Limitations & Future Work

  1. Training time is approximately 2× that of RL: episodes within a trial must be generated sequentially, limiting parallelism.
  2. Only one base model evaluated (Qwen3-4B): effectiveness on larger models remains to be verified.
  3. Limited environment types: primarily text-format game and web environments; complex real-world agent tasks remain unexplored.

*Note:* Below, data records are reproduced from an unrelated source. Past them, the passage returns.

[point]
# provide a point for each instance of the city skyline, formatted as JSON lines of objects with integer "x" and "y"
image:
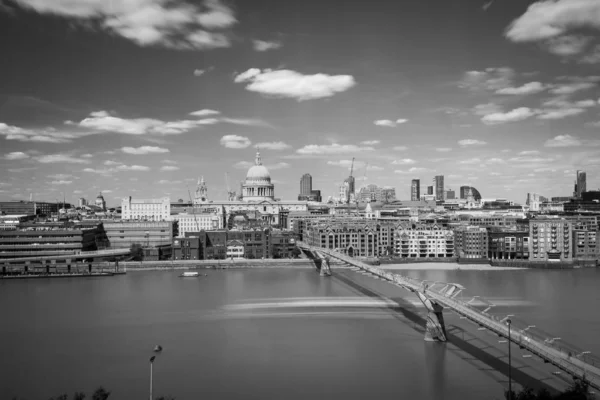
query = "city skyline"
{"x": 142, "y": 99}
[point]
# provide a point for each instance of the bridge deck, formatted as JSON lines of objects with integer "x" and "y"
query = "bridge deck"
{"x": 564, "y": 361}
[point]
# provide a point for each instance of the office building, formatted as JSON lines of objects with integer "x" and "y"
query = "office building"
{"x": 306, "y": 184}
{"x": 580, "y": 184}
{"x": 438, "y": 183}
{"x": 415, "y": 190}
{"x": 146, "y": 209}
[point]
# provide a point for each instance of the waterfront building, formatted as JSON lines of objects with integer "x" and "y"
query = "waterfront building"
{"x": 580, "y": 184}
{"x": 550, "y": 239}
{"x": 424, "y": 241}
{"x": 471, "y": 242}
{"x": 509, "y": 243}
{"x": 47, "y": 239}
{"x": 438, "y": 183}
{"x": 305, "y": 185}
{"x": 258, "y": 186}
{"x": 100, "y": 202}
{"x": 584, "y": 244}
{"x": 123, "y": 234}
{"x": 415, "y": 190}
{"x": 199, "y": 219}
{"x": 146, "y": 209}
{"x": 352, "y": 237}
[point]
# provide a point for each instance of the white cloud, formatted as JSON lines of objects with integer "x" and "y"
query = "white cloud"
{"x": 144, "y": 150}
{"x": 470, "y": 142}
{"x": 204, "y": 112}
{"x": 490, "y": 79}
{"x": 560, "y": 113}
{"x": 548, "y": 19}
{"x": 272, "y": 145}
{"x": 404, "y": 161}
{"x": 413, "y": 170}
{"x": 563, "y": 141}
{"x": 175, "y": 25}
{"x": 60, "y": 158}
{"x": 518, "y": 114}
{"x": 292, "y": 84}
{"x": 567, "y": 45}
{"x": 334, "y": 148}
{"x": 263, "y": 45}
{"x": 528, "y": 88}
{"x": 235, "y": 142}
{"x": 389, "y": 123}
{"x": 16, "y": 155}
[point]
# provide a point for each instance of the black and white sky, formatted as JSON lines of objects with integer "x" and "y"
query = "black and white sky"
{"x": 141, "y": 97}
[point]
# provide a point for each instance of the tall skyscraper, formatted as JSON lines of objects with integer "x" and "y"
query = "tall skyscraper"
{"x": 438, "y": 183}
{"x": 306, "y": 185}
{"x": 580, "y": 184}
{"x": 415, "y": 190}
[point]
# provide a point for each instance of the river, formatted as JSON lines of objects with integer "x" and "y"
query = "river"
{"x": 275, "y": 334}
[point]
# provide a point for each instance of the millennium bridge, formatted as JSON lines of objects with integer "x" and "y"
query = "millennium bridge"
{"x": 436, "y": 296}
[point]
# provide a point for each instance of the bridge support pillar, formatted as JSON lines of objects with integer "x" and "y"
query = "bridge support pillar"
{"x": 435, "y": 328}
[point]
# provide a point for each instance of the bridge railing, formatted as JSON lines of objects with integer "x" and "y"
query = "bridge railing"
{"x": 568, "y": 357}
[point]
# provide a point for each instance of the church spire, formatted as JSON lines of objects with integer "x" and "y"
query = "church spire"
{"x": 257, "y": 160}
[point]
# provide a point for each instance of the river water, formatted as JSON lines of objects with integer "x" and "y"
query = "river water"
{"x": 276, "y": 334}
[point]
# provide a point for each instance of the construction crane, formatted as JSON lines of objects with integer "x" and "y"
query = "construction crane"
{"x": 231, "y": 195}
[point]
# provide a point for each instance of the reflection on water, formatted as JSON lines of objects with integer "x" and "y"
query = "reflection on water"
{"x": 257, "y": 334}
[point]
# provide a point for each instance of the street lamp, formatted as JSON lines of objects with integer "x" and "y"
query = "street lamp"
{"x": 151, "y": 363}
{"x": 508, "y": 321}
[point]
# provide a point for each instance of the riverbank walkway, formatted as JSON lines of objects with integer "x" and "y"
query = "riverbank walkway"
{"x": 580, "y": 365}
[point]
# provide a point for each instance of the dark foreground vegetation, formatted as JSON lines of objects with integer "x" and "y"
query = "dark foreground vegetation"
{"x": 577, "y": 391}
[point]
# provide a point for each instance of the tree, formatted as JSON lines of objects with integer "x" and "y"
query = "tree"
{"x": 137, "y": 252}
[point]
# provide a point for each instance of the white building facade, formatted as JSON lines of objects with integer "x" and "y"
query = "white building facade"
{"x": 146, "y": 209}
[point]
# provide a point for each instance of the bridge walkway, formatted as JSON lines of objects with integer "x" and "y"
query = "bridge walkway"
{"x": 576, "y": 367}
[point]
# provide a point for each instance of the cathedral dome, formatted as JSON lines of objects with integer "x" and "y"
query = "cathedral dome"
{"x": 258, "y": 173}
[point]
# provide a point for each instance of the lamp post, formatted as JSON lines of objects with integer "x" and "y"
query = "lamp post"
{"x": 508, "y": 321}
{"x": 151, "y": 363}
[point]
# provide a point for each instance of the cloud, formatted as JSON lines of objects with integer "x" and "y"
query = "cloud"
{"x": 528, "y": 88}
{"x": 389, "y": 123}
{"x": 470, "y": 142}
{"x": 204, "y": 113}
{"x": 489, "y": 79}
{"x": 563, "y": 141}
{"x": 16, "y": 155}
{"x": 334, "y": 148}
{"x": 518, "y": 114}
{"x": 549, "y": 19}
{"x": 560, "y": 113}
{"x": 272, "y": 145}
{"x": 174, "y": 25}
{"x": 105, "y": 122}
{"x": 235, "y": 142}
{"x": 567, "y": 45}
{"x": 263, "y": 45}
{"x": 60, "y": 158}
{"x": 413, "y": 170}
{"x": 144, "y": 150}
{"x": 404, "y": 161}
{"x": 291, "y": 84}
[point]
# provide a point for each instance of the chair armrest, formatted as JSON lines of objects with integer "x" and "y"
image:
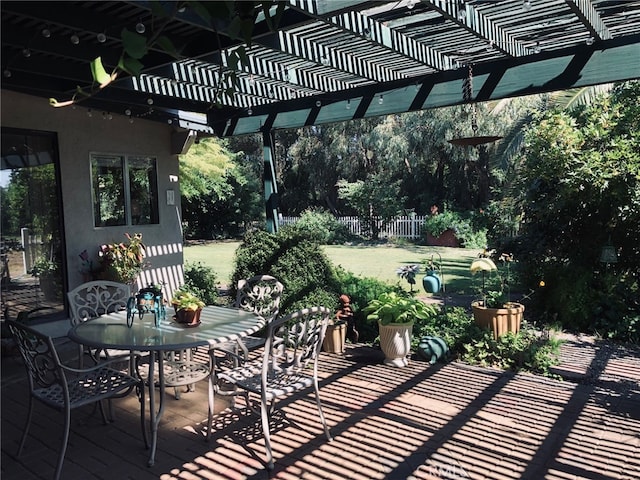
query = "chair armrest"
{"x": 97, "y": 366}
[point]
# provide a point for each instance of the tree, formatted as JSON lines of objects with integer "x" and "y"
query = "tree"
{"x": 220, "y": 192}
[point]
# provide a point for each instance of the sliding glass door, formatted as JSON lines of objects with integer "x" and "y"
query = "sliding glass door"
{"x": 33, "y": 275}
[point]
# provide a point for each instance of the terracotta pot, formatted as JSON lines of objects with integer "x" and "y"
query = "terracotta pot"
{"x": 188, "y": 317}
{"x": 499, "y": 320}
{"x": 335, "y": 338}
{"x": 395, "y": 342}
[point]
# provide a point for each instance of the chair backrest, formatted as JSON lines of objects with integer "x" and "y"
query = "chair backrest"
{"x": 92, "y": 299}
{"x": 260, "y": 295}
{"x": 294, "y": 340}
{"x": 40, "y": 357}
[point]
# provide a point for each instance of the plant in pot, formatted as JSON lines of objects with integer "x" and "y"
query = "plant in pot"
{"x": 48, "y": 274}
{"x": 496, "y": 311}
{"x": 187, "y": 306}
{"x": 122, "y": 262}
{"x": 409, "y": 272}
{"x": 395, "y": 315}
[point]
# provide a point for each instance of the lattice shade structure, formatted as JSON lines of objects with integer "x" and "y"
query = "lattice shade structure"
{"x": 329, "y": 61}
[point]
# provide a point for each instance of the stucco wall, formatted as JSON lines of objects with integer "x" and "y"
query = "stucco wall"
{"x": 78, "y": 136}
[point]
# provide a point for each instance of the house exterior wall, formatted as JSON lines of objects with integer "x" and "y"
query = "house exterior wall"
{"x": 80, "y": 135}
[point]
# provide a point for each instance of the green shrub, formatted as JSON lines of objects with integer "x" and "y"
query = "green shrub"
{"x": 321, "y": 227}
{"x": 462, "y": 224}
{"x": 361, "y": 290}
{"x": 297, "y": 262}
{"x": 201, "y": 281}
{"x": 454, "y": 325}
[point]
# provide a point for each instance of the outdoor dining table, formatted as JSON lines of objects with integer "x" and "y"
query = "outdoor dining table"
{"x": 218, "y": 325}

  4. Context length constraints: multi-episode histories and reflections rapidly saturate the context window.
  • Reflexion (Shinn et al., 2023): employs multi-episode interaction with reflection but uses a frozen LLM without training.
  • GiGPO (Feng et al., 2025): the strongest single-episode RL baseline; LaMer extends it to the multi-episode setting.

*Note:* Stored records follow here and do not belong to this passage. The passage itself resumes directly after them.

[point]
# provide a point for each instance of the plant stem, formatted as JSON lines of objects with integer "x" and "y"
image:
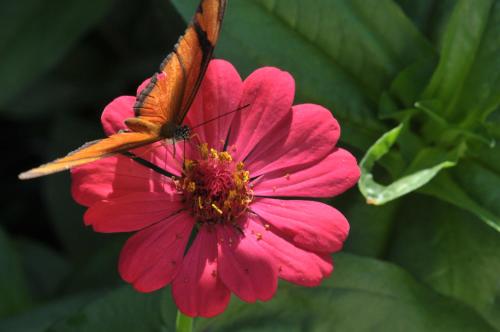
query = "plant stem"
{"x": 183, "y": 323}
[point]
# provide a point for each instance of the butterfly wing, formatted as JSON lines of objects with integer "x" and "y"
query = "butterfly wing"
{"x": 164, "y": 101}
{"x": 92, "y": 151}
{"x": 170, "y": 93}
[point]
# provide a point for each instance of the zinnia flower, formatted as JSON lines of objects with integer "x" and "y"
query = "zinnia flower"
{"x": 239, "y": 194}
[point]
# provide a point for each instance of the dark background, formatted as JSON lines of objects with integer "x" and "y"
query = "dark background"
{"x": 59, "y": 110}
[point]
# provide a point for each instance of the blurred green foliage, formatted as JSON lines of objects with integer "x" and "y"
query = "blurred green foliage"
{"x": 426, "y": 261}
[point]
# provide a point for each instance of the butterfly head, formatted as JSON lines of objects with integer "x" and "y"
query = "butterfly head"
{"x": 182, "y": 133}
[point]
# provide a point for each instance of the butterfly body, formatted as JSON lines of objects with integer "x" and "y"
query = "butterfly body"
{"x": 162, "y": 105}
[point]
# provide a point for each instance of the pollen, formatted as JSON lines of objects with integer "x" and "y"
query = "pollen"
{"x": 216, "y": 208}
{"x": 215, "y": 187}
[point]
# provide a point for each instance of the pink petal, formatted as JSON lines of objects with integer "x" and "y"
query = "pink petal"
{"x": 151, "y": 258}
{"x": 143, "y": 85}
{"x": 115, "y": 113}
{"x": 310, "y": 225}
{"x": 220, "y": 93}
{"x": 133, "y": 211}
{"x": 270, "y": 92}
{"x": 244, "y": 267}
{"x": 294, "y": 265}
{"x": 197, "y": 289}
{"x": 114, "y": 177}
{"x": 307, "y": 135}
{"x": 331, "y": 176}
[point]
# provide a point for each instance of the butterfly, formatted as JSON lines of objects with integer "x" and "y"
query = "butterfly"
{"x": 163, "y": 104}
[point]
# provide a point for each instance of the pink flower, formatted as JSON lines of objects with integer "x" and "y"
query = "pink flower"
{"x": 241, "y": 192}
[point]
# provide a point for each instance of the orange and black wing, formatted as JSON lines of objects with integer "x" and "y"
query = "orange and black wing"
{"x": 91, "y": 152}
{"x": 170, "y": 93}
{"x": 165, "y": 100}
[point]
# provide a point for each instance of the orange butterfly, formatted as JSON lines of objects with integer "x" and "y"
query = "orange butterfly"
{"x": 161, "y": 107}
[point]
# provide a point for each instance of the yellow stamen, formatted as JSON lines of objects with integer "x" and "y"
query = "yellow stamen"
{"x": 225, "y": 156}
{"x": 204, "y": 150}
{"x": 214, "y": 154}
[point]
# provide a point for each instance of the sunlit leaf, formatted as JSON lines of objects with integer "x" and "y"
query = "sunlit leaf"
{"x": 341, "y": 53}
{"x": 424, "y": 167}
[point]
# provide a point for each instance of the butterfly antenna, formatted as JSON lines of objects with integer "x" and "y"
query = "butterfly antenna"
{"x": 220, "y": 116}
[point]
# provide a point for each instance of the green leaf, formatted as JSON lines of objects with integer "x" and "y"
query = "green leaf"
{"x": 473, "y": 185}
{"x": 41, "y": 318}
{"x": 342, "y": 53}
{"x": 36, "y": 34}
{"x": 362, "y": 295}
{"x": 45, "y": 268}
{"x": 426, "y": 165}
{"x": 14, "y": 295}
{"x": 430, "y": 16}
{"x": 447, "y": 248}
{"x": 467, "y": 77}
{"x": 123, "y": 310}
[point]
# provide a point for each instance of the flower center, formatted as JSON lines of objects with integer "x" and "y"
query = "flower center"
{"x": 215, "y": 187}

  • Test-time compute scaling: LaMer provides a training-based approach to improve test-time scaling behavior.
  • Inspiration: the framework can be combined with stronger reasoning models (e.g., the R1 series) to explore synergies between reasoning and exploration.

Rating

  • Novelty: ⭐⭐⭐⭐ — First adaptation of Meta-RL to LLM agents with an elegant formalization.
  • Technical Depth: ⭐⭐⭐⭐ — Cross-episode reward propagation mechanism is well-designed with clear theoretical analysis.
  • Experimental Thoroughness: ⭐⭐⭐⭐⭐ — Four environments + OOD generalization + difficulty generalization + detailed ablations.
  • Value: ⭐⭐⭐⭐ — General-purpose framework compatible with mainstream RL algorithms.
  • Overall Recommendation: ⭐⭐⭐⭐ — A solid contribution that opens a new direction for training exploratory LLM agents.